# Rocky is gone



## Emoore

I lost my best buddy and constant companion of nearly 13 years today. Godspeed Rocky. 

Today he gave up in his long battle with DM. The spark was gone from his eyes and he didn't want to try to get up. I tried tempting him with his favorite treats but he let me know he was just too tired to keep fighting. I feel like I've lost most of myself.


----------



## shepherdmom

I'm so sorry for your loss. RIP Rocky!


----------



## Debanneball

Oh Em, I am sorry for your loss. Cherish the memories, Deb


----------



## Vega-gurl

I am so sorry for your loss, my thoughts are with you. May he rest in peace.


----------



## Christieb24

So sorry


----------



## Jax08

I'm so sorry Emily. Run Free Rocky. Cash is waiting for you.


----------



## Hineni7

HUG!!! My heart goes out to you.. I am glad you have other loved fur babies to help ease the loss, but nothing can replace his space, his actions or his love... I am sorry.. My thoughts are with you... Hug a puppy and cry in their fur...


----------



## Shade

I'm so sorry, it's a awful decision to have to make, wishing you peace :hugs:


----------



## kelbonc

I am so sorry for your loss. I hope all the wonderful memories of Rocky will help to comfort you.


----------



## ksotto333

So hard, even when you know in your heart it was a decision made out of great love. I'm so sorry...


----------



## dogfaeries

Oh no. I am so so sorry.


----------



## middleofnowhere

I'm sorry he couldn't stay with you longer in great health. Of course you know how wonderful he was for you and how good you were for him. That doesn't help the pain. Somehow, I think dogs turn our hearts into starfish or octipi -- They rip a chunk out when they die but they enable our hearts to grow bigger for the next dog. 

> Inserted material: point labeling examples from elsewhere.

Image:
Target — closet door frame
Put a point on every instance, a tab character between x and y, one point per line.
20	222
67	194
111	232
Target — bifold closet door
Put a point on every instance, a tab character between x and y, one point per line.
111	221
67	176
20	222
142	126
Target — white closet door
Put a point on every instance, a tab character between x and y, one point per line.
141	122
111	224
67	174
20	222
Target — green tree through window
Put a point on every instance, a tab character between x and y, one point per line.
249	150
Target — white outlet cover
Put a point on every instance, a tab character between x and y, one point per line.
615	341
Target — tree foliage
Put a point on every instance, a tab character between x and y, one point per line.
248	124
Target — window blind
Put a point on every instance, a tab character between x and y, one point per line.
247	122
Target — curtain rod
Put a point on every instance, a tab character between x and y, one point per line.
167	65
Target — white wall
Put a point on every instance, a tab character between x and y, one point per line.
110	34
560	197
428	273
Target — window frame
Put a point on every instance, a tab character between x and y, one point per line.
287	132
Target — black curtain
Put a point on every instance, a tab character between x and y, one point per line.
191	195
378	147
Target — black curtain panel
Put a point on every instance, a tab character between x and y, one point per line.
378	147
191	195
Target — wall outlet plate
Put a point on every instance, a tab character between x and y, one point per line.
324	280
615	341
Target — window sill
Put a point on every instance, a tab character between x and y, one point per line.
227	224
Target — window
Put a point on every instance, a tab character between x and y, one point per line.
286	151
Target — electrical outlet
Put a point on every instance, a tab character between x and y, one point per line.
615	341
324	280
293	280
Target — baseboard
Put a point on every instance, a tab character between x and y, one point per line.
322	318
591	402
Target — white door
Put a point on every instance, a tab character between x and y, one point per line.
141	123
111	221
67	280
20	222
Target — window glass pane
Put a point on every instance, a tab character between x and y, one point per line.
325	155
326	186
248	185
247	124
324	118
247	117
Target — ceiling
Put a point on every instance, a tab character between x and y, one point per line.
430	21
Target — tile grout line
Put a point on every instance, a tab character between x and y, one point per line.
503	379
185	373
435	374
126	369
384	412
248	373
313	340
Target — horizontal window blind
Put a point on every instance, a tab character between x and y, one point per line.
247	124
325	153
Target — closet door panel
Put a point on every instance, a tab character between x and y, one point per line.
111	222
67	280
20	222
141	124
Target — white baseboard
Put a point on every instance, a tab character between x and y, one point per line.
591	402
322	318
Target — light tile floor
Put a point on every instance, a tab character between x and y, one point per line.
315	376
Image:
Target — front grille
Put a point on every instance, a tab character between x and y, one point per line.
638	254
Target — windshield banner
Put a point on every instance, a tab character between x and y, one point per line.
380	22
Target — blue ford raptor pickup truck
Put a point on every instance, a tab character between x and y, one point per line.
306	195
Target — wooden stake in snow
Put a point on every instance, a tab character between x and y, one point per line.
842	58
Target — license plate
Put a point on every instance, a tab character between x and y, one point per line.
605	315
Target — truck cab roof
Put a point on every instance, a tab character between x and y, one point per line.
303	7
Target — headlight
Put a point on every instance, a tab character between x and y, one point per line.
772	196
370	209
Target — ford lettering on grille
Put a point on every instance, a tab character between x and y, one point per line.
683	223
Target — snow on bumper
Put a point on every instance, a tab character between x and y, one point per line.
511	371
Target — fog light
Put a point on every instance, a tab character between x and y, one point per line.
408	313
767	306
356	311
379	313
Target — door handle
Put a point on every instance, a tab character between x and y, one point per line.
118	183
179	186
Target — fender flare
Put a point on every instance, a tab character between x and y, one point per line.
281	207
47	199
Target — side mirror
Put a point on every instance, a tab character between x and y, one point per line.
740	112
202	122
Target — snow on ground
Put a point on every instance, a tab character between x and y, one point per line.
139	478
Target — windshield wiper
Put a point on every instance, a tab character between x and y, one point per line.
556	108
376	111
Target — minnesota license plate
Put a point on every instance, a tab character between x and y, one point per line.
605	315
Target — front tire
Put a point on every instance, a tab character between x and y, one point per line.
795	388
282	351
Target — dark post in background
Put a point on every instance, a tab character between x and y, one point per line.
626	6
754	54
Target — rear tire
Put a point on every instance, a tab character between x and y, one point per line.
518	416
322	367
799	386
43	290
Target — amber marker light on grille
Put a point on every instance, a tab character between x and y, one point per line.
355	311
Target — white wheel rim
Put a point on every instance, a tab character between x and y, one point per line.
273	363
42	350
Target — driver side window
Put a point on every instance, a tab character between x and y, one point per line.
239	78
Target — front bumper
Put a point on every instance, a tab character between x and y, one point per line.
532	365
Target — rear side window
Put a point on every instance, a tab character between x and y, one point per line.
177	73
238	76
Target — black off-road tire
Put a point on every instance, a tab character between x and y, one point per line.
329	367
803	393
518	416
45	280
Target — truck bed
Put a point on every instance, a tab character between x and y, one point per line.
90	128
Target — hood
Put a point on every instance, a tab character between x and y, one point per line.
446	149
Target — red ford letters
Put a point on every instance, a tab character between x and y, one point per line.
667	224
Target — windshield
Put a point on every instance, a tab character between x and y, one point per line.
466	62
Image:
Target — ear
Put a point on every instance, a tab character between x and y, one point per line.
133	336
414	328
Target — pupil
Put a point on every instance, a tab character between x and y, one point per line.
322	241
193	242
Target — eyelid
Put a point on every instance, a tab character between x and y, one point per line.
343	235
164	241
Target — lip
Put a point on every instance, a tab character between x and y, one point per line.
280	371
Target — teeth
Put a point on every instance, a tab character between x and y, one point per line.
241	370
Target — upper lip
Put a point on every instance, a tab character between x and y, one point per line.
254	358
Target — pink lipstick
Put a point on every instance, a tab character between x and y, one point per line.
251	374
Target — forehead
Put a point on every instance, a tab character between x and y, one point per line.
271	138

May his spirit be with you.


----------



## onyx'girl

DM is a horrible condition. I'm so sorry for your loss. RUN Free Rocky :halogsd:


----------



## JoeyG

I'm sorry for your loss, RIP Rocky...


----------



## Loneforce

I am sorry for your loss of Rocky


----------



## selzer

I am sorry for your loss. It sounds like you had a special relationship with him. It is so hard to lose them. He was loved. I am sure that he felt it.


----------



## Lobo dog

I am so sorry for the loss your beautiful boy! Rocky looked like a handsome sweetheart. The world lost a great dog today, and you, a handsome friend. :halogsd:

I love the picture of him standing, he looked so happy and ready to play....my heart hurts for you :hugs:


----------



## BowWowMeow

Aw, so sorry for your loss, Emily. Take good care.


----------



## RocketDog

I'm so sorry to hear this. 13 is a respectable age for him. He is now free; but you are now suffering. Hard days for awhile. Thinking of you.


----------



## LoveEcho

I'm so sorry for your loss


----------



## readaboutdogs

I'm so sorry for your loss of Rocky. Rest in peace Rocky. Peace to you.


----------



## Cassidy's Mom

I'm so sorry. As hard as it is to let them go, it sounds like he was clearly ready, and you did the only loving thing you could. RIP Rocky.


----------



## HuntersMom

I am so sorry to hear about your loss. We had to put down our 3 yr old in May due to an aggressive Lymphoma, declined very quickly in a matter of a few weeks. We will seem them again at the bridge.


----------



## JeanKBBMMMAAN

I am so very sorry.


----------



## Lilie

I am sorry for your loss of Rocky. Big hugs to you.


----------



## Gwenhwyfair

It's never easy, it doesn't get any easier.....letting go.

Wishing you peace.


----------



## Stevenzachsmom

I am so sorry. I lost my Annie to DM. DM is so cruel. Hugs to you!


----------



## Wavewolfaroha

I am so sorry to hear of your loss. Big hole in your heart... A friend shared this quote and it helped me:


> When someone dies, you don't get over your grief by forgetting; you get through your grief by remembering.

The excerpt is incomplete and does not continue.